Il râle mochement, le Gringrin.
— Pourquoi, de Dakar ? Tu me juges incapable de faire carrière à Paris ?
— J'ai pas dit ça !
— Mais tu le penses ! En France, je fais mes classes ! Pour exercer, ce sera chez les Sénégalais, hein ? Messeigneurs les Blêmes sont trop huppés pour moi !
Il continue d'arquer en dévidant. Je réponds plus. Pas envie d'entrer dans son éternel débat complexé, Jérémie. Je me sens si tellement bien sous ce soleil ! Si heureusement moi-même.

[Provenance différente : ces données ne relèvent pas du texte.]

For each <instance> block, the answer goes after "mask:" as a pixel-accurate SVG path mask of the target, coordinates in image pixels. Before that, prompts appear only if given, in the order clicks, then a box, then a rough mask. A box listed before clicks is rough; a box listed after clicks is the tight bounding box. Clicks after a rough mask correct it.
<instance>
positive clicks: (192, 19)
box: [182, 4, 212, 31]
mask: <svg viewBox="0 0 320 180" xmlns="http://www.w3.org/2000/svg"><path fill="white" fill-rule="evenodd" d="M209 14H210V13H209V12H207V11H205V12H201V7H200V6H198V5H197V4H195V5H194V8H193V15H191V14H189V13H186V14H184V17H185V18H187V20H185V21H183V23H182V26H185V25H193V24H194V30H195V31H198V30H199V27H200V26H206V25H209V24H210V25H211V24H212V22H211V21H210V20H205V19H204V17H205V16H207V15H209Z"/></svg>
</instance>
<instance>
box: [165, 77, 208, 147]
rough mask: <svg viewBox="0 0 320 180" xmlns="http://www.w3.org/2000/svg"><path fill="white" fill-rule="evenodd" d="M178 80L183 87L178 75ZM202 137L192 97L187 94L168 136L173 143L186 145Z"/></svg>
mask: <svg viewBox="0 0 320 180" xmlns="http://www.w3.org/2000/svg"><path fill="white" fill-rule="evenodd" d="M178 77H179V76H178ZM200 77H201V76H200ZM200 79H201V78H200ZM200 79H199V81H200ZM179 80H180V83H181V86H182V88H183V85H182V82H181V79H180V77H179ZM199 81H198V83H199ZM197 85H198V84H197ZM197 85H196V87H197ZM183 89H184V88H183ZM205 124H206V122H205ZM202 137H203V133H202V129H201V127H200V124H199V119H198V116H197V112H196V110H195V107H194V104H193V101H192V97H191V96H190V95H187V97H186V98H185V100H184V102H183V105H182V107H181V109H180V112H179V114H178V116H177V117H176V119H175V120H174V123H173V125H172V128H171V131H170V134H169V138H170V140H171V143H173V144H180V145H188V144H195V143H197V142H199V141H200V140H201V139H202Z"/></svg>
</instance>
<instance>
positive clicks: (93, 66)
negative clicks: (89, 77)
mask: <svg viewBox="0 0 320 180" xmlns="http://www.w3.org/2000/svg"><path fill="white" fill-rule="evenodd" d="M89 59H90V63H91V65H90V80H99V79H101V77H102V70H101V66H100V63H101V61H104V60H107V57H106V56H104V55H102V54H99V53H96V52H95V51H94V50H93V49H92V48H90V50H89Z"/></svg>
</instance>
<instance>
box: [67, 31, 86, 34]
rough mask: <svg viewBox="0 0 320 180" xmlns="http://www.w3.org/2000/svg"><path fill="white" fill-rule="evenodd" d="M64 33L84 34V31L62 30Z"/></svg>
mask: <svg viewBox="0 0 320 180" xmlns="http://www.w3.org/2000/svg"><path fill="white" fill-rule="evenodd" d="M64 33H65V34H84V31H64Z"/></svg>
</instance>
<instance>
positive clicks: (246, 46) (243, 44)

Ça me frappe. Voilà que je stoppe net et que je murmure à mon camarade :
— Tu sais quoi, grand ?
Il attend, prudent, redoutant un quolibet.
— Quelque chose me dit que, contrairement à ce que nous imaginons, je n'ai pas vécu un cauchemar, ici, lors de mon précédent séjour, mais plutôt un moment heureux.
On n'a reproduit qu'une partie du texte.